Step1: Implement ipv6 , that pretty much ends the issue with regards to who assigns ip addresses, because there will be enough for everbody, making it a moot point.
.com address, then the cost will probably be lower than your accounting errors anyway, and if the name is taken just sue them under trademark violations ( because you DID trademark your company, right ? )
.xxx was rejected on technical grounds, but it certainly didn't help ICANN or its credibility to have some asshats try to have it rejected on "moral" grounds and what not. Yea it gets a bit tiresome, but you can blame you know who...
Step2: Register domain names under your country code. ICANN has more or less promised not to fuck around with countries TLDs, and quite frankly they wouldn't be that stupid. If you happen to be a major international company that MUST have a
The problem with non-latin characters is technical, not merely political, and moving to a UN organisation won't make the technical issues go away.
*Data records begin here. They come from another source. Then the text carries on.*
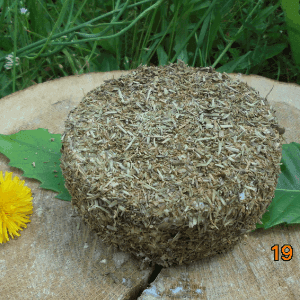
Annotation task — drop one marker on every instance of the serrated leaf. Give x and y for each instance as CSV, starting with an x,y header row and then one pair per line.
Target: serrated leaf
x,y
37,153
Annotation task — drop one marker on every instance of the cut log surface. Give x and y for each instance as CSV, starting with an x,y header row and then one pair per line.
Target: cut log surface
x,y
58,257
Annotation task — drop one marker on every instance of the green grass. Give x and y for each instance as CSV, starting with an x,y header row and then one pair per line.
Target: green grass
x,y
67,37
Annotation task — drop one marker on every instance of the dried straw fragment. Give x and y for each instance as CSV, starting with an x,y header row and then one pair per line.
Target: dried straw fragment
x,y
172,163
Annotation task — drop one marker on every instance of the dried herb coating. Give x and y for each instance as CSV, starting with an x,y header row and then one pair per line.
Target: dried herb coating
x,y
172,163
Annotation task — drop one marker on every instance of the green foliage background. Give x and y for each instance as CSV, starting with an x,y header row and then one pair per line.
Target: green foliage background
x,y
249,37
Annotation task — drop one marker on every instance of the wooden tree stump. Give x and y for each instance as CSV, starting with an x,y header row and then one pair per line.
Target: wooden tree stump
x,y
57,257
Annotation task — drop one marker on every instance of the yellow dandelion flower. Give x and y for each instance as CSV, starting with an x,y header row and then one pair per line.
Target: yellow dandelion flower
x,y
15,205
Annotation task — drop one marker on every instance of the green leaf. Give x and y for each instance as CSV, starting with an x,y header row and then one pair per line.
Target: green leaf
x,y
109,44
37,153
285,206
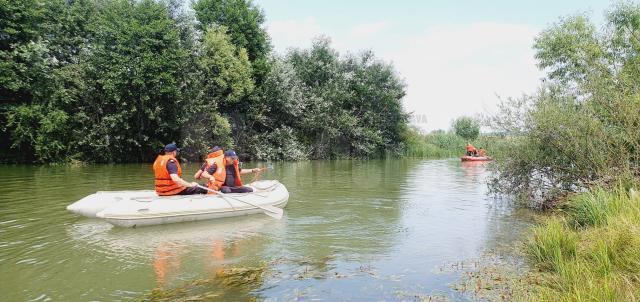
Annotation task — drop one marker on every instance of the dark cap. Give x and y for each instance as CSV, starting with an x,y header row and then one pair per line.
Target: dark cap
x,y
171,147
230,153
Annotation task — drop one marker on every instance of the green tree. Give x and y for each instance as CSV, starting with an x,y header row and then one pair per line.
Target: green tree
x,y
581,127
466,127
243,20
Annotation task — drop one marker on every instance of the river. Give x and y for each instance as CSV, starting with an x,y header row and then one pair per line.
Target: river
x,y
353,230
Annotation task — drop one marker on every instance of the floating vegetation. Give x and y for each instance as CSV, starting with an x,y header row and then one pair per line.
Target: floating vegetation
x,y
404,295
241,277
235,281
493,277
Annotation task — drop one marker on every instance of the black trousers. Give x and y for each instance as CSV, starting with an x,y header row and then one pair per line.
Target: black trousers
x,y
193,191
241,189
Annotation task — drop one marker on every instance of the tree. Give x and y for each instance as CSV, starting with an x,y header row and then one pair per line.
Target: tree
x,y
466,127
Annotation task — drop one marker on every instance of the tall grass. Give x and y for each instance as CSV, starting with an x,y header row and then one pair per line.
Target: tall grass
x,y
442,144
592,253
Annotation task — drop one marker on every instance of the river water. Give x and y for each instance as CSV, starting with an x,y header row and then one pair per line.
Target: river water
x,y
353,230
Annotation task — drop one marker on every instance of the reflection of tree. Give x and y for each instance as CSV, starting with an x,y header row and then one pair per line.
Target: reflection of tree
x,y
343,207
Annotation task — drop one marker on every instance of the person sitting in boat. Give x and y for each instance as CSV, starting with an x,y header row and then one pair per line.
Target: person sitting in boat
x,y
222,170
471,150
482,152
168,175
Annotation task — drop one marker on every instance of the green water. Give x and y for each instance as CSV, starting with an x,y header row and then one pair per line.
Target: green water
x,y
353,230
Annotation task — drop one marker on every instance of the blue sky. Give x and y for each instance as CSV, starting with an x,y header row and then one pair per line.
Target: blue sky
x,y
455,56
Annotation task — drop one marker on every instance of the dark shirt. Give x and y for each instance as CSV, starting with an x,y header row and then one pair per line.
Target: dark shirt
x,y
211,169
230,180
172,167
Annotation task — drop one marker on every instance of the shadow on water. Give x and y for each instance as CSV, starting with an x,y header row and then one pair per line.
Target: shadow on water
x,y
352,230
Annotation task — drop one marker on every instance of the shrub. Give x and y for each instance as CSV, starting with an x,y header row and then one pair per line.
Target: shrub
x,y
466,127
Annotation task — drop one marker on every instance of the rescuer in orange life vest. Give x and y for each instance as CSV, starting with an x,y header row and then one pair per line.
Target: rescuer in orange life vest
x,y
471,150
168,175
222,170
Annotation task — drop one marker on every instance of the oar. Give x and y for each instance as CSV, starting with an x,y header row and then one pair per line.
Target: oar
x,y
269,210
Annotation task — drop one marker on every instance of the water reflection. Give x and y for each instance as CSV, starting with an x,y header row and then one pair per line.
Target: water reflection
x,y
352,230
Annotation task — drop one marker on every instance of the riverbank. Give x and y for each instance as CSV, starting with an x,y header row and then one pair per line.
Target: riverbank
x,y
441,144
590,251
587,250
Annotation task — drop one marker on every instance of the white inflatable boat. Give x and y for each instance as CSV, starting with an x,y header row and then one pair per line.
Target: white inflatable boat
x,y
144,207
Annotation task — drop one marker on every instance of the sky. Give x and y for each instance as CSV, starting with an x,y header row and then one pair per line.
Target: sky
x,y
456,57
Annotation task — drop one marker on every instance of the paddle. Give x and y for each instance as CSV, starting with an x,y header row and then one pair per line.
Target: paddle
x,y
268,210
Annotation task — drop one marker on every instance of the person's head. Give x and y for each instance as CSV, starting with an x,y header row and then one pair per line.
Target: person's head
x,y
215,152
171,149
230,156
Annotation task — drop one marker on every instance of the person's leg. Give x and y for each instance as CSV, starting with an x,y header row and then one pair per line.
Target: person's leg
x,y
242,189
193,191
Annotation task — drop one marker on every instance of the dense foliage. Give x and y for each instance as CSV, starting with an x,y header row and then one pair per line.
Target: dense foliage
x,y
466,127
581,128
113,80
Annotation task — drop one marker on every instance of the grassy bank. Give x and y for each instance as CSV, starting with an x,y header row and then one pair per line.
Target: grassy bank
x,y
440,144
589,251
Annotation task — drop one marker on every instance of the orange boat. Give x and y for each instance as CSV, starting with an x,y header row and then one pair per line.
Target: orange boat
x,y
475,158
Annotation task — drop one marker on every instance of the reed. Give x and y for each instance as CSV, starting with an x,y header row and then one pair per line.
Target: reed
x,y
591,252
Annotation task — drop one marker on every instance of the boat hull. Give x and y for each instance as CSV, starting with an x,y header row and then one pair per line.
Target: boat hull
x,y
143,208
475,158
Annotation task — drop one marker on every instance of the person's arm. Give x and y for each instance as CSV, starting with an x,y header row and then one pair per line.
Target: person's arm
x,y
199,173
247,171
208,174
181,181
172,169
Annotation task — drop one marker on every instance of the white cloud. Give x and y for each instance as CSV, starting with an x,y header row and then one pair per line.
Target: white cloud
x,y
458,70
293,33
368,29
450,70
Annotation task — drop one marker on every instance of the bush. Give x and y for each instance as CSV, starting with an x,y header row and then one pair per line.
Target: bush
x,y
581,128
466,127
598,260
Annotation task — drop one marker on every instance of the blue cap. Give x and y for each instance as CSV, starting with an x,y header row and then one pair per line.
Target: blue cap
x,y
171,147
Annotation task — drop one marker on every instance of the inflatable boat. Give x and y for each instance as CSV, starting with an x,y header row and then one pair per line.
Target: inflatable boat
x,y
142,208
475,158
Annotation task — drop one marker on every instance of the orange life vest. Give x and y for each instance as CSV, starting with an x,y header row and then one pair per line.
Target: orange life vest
x,y
164,184
220,174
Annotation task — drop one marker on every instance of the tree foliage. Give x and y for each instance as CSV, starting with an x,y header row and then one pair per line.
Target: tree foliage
x,y
466,127
113,80
581,128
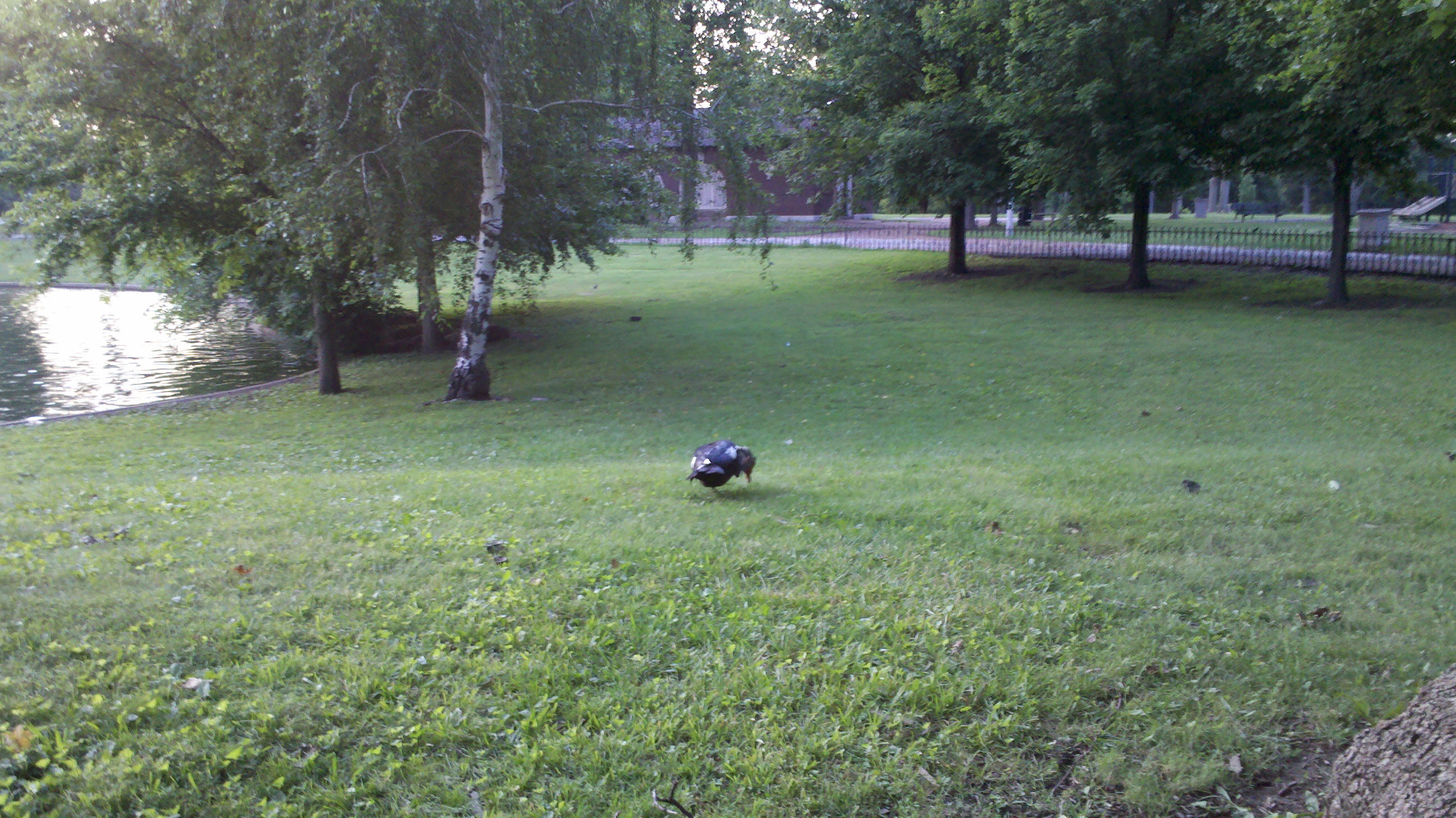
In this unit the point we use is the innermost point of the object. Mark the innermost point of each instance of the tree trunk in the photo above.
(1403, 767)
(429, 290)
(1138, 249)
(957, 258)
(325, 339)
(471, 379)
(1339, 292)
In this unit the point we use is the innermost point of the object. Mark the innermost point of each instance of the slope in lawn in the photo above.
(966, 578)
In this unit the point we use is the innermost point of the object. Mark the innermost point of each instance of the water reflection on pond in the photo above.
(82, 350)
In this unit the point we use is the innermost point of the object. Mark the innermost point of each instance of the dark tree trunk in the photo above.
(429, 290)
(957, 258)
(1403, 767)
(325, 339)
(1339, 292)
(1138, 249)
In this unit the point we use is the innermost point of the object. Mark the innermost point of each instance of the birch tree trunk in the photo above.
(471, 379)
(325, 338)
(957, 258)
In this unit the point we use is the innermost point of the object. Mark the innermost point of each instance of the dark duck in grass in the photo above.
(720, 462)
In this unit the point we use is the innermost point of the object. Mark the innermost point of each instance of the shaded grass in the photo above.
(840, 638)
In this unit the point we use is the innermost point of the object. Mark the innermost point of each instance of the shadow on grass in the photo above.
(744, 494)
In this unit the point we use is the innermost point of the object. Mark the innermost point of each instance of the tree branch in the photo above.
(672, 799)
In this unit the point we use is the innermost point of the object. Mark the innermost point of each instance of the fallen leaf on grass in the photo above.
(18, 740)
(1320, 615)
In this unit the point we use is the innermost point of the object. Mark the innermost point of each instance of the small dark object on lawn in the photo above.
(720, 462)
(1321, 614)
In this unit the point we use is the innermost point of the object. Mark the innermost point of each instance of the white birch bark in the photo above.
(471, 379)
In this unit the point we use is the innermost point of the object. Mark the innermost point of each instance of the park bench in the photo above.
(1245, 210)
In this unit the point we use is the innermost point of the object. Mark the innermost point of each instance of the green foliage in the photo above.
(889, 99)
(800, 647)
(1104, 95)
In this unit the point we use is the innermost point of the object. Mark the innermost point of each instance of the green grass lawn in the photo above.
(844, 637)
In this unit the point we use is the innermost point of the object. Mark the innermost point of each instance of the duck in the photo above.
(720, 462)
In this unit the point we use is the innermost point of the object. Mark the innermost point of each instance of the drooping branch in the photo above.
(672, 801)
(571, 102)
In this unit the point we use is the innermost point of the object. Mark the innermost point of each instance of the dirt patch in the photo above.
(943, 274)
(1283, 788)
(1159, 286)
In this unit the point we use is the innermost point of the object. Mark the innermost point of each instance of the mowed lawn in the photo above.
(966, 580)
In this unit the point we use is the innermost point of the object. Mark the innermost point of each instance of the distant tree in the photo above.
(204, 139)
(299, 154)
(1366, 85)
(893, 104)
(551, 97)
(1113, 99)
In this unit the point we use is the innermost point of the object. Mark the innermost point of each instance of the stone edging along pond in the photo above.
(166, 403)
(76, 286)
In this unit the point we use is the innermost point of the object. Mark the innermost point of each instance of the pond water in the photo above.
(67, 351)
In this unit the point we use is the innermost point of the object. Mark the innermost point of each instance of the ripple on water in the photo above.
(67, 351)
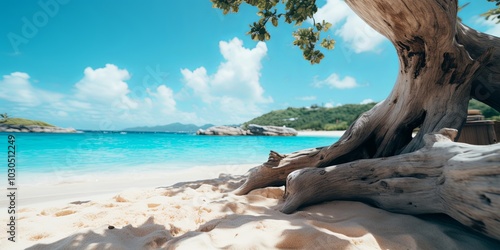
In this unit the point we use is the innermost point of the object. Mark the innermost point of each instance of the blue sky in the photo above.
(115, 64)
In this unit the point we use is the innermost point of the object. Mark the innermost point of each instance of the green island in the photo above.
(336, 118)
(15, 124)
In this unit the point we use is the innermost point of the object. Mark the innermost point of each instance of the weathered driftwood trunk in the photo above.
(442, 65)
(457, 179)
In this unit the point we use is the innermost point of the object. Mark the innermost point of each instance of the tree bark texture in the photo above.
(442, 64)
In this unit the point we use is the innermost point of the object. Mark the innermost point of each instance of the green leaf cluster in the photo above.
(493, 13)
(313, 118)
(296, 12)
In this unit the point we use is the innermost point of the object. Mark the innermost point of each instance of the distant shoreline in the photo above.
(336, 133)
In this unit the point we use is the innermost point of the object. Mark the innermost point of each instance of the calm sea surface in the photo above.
(94, 152)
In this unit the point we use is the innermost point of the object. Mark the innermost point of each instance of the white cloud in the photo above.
(334, 81)
(198, 81)
(16, 87)
(491, 25)
(235, 87)
(307, 98)
(357, 35)
(105, 86)
(329, 105)
(366, 101)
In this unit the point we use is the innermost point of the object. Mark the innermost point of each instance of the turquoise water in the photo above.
(94, 152)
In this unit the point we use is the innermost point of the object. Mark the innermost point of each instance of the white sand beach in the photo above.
(155, 213)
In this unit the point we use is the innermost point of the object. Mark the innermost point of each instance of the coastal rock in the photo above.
(271, 130)
(34, 129)
(222, 130)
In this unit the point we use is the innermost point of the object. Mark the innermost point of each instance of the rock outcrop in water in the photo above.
(271, 130)
(34, 129)
(253, 129)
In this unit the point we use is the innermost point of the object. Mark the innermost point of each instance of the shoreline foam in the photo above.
(205, 214)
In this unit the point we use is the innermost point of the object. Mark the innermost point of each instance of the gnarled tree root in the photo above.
(457, 179)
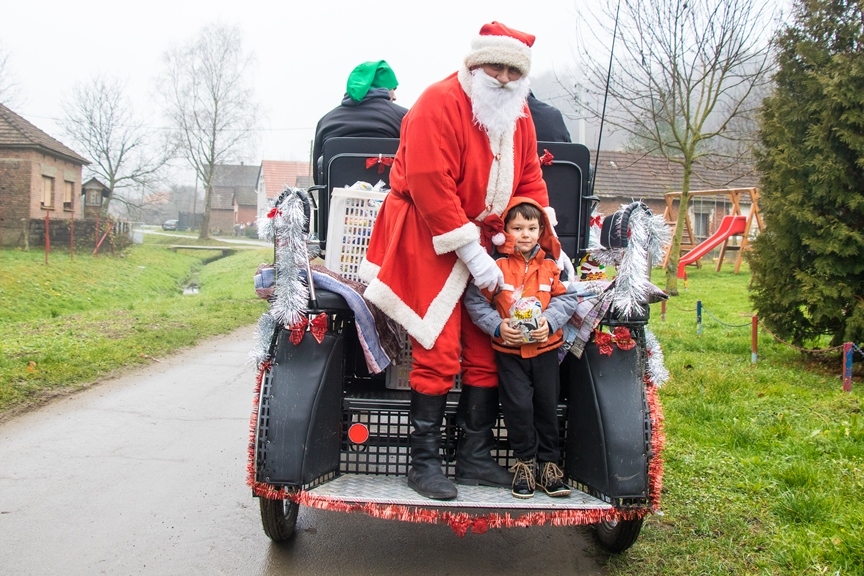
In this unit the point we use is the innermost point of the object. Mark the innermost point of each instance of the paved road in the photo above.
(144, 474)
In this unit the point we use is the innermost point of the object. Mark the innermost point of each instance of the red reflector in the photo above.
(358, 433)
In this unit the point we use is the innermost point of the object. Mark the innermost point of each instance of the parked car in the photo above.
(172, 225)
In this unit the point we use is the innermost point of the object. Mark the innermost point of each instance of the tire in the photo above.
(278, 517)
(617, 536)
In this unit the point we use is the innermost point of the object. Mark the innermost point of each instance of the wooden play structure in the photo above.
(733, 224)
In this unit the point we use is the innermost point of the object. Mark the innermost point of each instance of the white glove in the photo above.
(566, 267)
(487, 275)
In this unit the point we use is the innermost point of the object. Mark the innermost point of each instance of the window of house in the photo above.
(47, 192)
(93, 198)
(68, 194)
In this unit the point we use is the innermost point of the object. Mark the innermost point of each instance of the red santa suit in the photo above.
(448, 177)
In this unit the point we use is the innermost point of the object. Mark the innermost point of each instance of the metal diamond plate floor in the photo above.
(395, 490)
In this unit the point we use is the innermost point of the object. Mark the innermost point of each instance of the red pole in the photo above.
(754, 339)
(847, 366)
(47, 236)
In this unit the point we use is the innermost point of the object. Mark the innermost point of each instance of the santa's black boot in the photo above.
(425, 476)
(477, 414)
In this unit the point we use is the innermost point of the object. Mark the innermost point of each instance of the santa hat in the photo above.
(498, 44)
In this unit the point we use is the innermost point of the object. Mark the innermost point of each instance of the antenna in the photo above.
(605, 98)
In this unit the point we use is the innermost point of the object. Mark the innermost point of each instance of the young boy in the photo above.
(525, 320)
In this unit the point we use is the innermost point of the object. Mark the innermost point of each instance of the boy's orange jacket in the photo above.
(539, 276)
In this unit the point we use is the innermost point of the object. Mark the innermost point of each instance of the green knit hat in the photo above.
(370, 75)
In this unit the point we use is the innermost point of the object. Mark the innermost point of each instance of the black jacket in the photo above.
(373, 117)
(548, 121)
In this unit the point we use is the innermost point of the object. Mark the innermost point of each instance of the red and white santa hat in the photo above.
(498, 44)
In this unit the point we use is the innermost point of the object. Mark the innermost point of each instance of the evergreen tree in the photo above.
(808, 265)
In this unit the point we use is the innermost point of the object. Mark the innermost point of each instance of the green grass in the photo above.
(764, 464)
(65, 324)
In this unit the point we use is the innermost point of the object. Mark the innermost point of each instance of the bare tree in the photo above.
(209, 103)
(685, 76)
(10, 93)
(99, 118)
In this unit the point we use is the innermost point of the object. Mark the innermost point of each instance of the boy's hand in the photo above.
(542, 332)
(511, 336)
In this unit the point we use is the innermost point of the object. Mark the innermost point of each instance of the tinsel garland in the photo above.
(285, 224)
(461, 522)
(657, 372)
(647, 236)
(658, 442)
(264, 332)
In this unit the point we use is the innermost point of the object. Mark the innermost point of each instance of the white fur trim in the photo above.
(367, 271)
(457, 238)
(500, 186)
(499, 50)
(553, 218)
(425, 330)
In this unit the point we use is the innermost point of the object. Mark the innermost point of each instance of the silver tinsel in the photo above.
(657, 371)
(290, 294)
(263, 337)
(648, 234)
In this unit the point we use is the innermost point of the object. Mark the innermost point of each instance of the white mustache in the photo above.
(494, 83)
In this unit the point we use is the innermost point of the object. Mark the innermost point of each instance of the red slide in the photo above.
(730, 226)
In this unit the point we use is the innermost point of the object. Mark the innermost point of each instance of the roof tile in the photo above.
(16, 132)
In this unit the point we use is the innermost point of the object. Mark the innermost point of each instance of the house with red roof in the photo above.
(38, 175)
(275, 176)
(625, 177)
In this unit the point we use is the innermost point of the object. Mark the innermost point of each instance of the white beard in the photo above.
(497, 106)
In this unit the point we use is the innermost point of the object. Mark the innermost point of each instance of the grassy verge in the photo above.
(65, 324)
(764, 463)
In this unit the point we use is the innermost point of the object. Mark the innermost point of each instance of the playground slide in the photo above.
(729, 226)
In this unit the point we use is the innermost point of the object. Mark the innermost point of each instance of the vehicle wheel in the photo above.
(278, 517)
(617, 536)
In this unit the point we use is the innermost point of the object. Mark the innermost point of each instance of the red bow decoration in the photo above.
(489, 227)
(318, 327)
(620, 337)
(623, 339)
(382, 162)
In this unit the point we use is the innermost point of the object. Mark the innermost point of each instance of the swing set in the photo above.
(733, 224)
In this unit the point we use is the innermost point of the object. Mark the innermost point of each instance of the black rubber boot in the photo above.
(477, 414)
(425, 476)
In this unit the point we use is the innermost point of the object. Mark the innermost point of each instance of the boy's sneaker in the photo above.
(552, 480)
(523, 479)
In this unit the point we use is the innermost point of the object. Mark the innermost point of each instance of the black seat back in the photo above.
(344, 163)
(569, 193)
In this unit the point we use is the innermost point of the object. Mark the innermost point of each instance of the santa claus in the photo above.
(466, 147)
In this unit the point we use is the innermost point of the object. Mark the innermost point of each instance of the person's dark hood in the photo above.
(373, 93)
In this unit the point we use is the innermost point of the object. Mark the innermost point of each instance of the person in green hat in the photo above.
(367, 109)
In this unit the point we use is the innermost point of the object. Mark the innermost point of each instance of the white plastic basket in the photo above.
(353, 212)
(349, 226)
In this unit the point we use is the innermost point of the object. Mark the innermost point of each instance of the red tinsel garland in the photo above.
(461, 522)
(382, 162)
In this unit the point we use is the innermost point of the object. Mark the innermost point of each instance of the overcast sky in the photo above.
(304, 51)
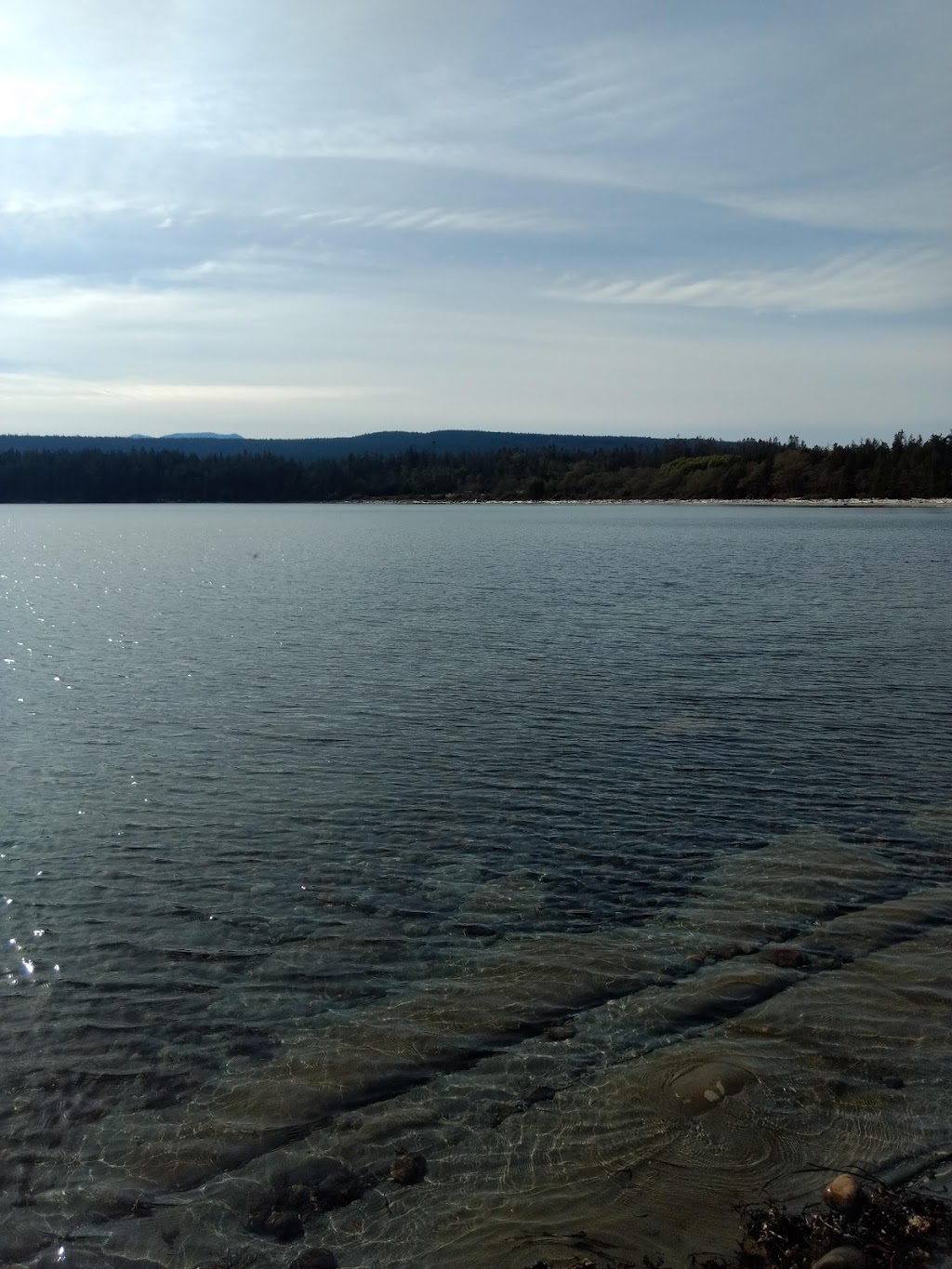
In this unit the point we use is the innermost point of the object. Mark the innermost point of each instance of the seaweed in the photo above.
(886, 1227)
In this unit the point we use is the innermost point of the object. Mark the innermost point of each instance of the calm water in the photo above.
(315, 821)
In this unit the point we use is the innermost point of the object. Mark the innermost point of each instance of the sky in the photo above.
(326, 218)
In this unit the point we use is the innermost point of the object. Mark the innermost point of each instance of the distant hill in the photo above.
(191, 435)
(450, 442)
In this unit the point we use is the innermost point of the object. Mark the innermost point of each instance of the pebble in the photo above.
(841, 1258)
(544, 1092)
(560, 1032)
(284, 1226)
(407, 1169)
(844, 1193)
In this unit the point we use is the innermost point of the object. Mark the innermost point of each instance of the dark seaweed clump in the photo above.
(895, 1227)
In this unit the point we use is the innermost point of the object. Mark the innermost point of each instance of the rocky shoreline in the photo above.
(844, 503)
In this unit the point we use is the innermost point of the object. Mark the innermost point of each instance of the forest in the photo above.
(747, 469)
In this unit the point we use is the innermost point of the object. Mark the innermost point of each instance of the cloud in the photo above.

You would have to come up with something which doesn't break existing implementations, but is simulataneously sufficient enough that you won't have to revamp it again in ten years time. When somebody comes up with a working implementation for this that won't break thinsg across the globe, and if ICANN rejects it on political reasons, then one could start discussing it.
Of course, it would help if the US government would just stay the fuck out of ICANN decisions.
USA, Russia, China pressure the UN to force OPEC to give up their control of Oil to a wider international body.
Russia, Canada, Iceland, Finland, Sweden, Norway pressure the UN to force equatorial countries to give up their control of warm winters.
China, and other heavily industrial countries pressure the UN to force the pacific ocean to give up control of clean air.
I'm not sure that we need the Russians etc. to make sure that the Internet works.
I'm a European, so no Bush fanboi, and I'm ashamed to say that we've got nothing better to propose. The EU, the UN? Hmmm...
I offer the only parallel I can think of, (a free, global system, originally developed by - and for - the military), namely GPS.
GPS is great - period. I travel all around the world, and my cheap GPS receiver always tells me where I am. Thanks to the Internet, I can even get maps/sat pics of 'forbidden' or 'unmapped' places beforehand, and find my way.
Russia's GLONASS and the EU's Galileo are not operational, (think 2010 earliest). (http://en.wikipedia.org/wiki/Satellite_navigation_system)
The Internet works pretty well too. Except when I travel to....guess where! China, the UAE, Saudi Arabia....in places that have shitty oppressive regimes, esssentially.
So, tell me everyone, who do you want 'in charge' of the Internet?